Darius pun sedari tadi hanya tersenyum, melirik dari sudut matanya ke arah Lakshmi. Wanita itu begitu enggan untuk bicara dengannya. Bahkan hanya kata-lata pedas yang terlontar tadi. Dia bingung namun ia juga tak bisa membiarkan gadis itu salah paham padanya.

“Ayo pengantinnya istirahat dulu, mesti ganti baju.” Sang MUA mengajak pengantin itu untuk turun dari pelaminan.

Lakshmi bagai kerbau yang dicucuk hidungnya, sama sekali tak protes.

Di dalam kamar yang sudah dihias sebagai kamar pengantin pun sudah mereka tempati. Lakshmi sudah duduk di depan cermin lagi. Matanya masih menatap kosong, bak zombie tanpa kehidupan. Binar di matanya seakan menyusut dengan cepat.

Darius berbisik pada perias dan meminta privasi untuk mereka berdua.
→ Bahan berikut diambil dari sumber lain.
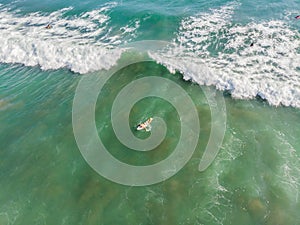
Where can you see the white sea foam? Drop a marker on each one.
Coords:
(210, 49)
(82, 43)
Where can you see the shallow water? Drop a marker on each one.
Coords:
(45, 180)
(254, 179)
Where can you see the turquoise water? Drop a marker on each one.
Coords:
(254, 179)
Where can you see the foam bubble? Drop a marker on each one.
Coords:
(83, 43)
(212, 50)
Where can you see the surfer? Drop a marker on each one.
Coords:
(48, 26)
(146, 125)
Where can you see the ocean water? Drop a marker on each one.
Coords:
(202, 46)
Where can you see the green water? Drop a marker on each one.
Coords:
(45, 180)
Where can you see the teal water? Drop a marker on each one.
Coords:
(44, 179)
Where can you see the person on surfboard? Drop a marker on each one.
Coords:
(146, 125)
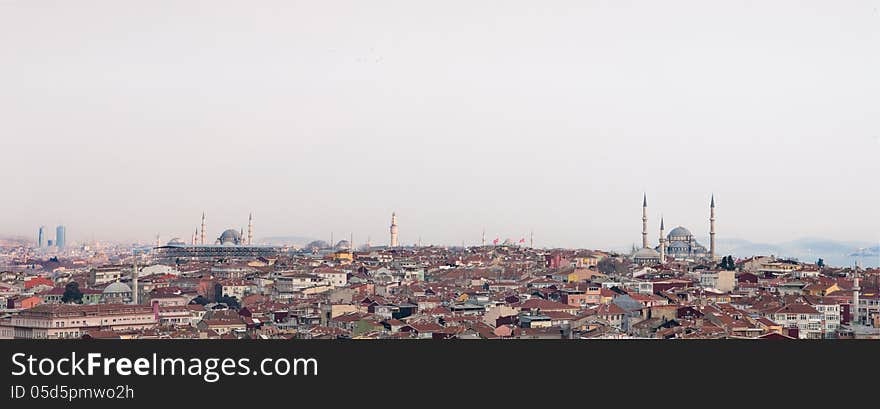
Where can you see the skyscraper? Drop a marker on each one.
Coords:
(60, 236)
(393, 229)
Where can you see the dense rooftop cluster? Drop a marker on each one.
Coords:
(484, 292)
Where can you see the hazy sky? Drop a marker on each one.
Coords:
(123, 121)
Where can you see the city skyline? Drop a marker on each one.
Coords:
(318, 129)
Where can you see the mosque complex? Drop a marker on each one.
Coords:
(680, 244)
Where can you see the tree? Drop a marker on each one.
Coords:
(610, 265)
(727, 263)
(72, 294)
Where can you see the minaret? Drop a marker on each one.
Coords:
(712, 229)
(202, 241)
(645, 221)
(250, 229)
(662, 242)
(854, 310)
(134, 274)
(393, 229)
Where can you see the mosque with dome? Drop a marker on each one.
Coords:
(679, 244)
(230, 245)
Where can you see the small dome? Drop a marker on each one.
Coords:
(317, 244)
(116, 288)
(646, 253)
(230, 236)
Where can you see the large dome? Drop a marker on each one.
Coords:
(680, 233)
(230, 237)
(117, 287)
(646, 253)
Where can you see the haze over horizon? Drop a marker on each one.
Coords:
(122, 121)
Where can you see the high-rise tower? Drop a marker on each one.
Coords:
(134, 277)
(712, 229)
(854, 309)
(202, 238)
(393, 229)
(645, 221)
(250, 229)
(662, 242)
(60, 236)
Perlahan pintu ditutup tanpa suara, hanya sunyi di ruang itu saja yang hadir sementara suara musik dangdut yang bertalu kencang sampai memekakkan telinga bercampur suara para tamu terus menyerbu ke pendengaran mereka.

Darius berdiri di samping Lakshmi, menatap wanita ayu itu dari pantulan cermin. Ia tersenyum syahdu, bahkan ia tak bisa menyembunyikan perasaan hatinya.

“Lakshmi,” panggilnya lembut.

Kali ini Lakshmi diam, tak merespon. Darius semakin tegang. Seharusnya dia bisa menjelaskannya saat ini, namun diamnya Lakshmi menyerang rasa percaya dirinya.

Tangannya perlahan menggapai tangan Lakshmi yang masih dingin seperti sebelumnya, membawanya ke bibirnya dan mengecupnya lembut.

Merasakan lembap dari kontak benda lembut di punggung tangannya, Lakshmi terkesiap. Matanya melebar, segera ditariknya tangannya sekuat tenaga. Bahkan dibersihkannya tangan itu dengan usapan kasar dengan kain baju yang dikenakannya.

Darius terdiam. Amat sangat jelas melihat penolakan gadis itu.

“Ada yang harus aku jelaskan padamu, Lakshmi,” ucap Darius, berusaha tenang. Meskipun sebenarnya dia ingin meledak kala Lakshmi menolaknya dua kali.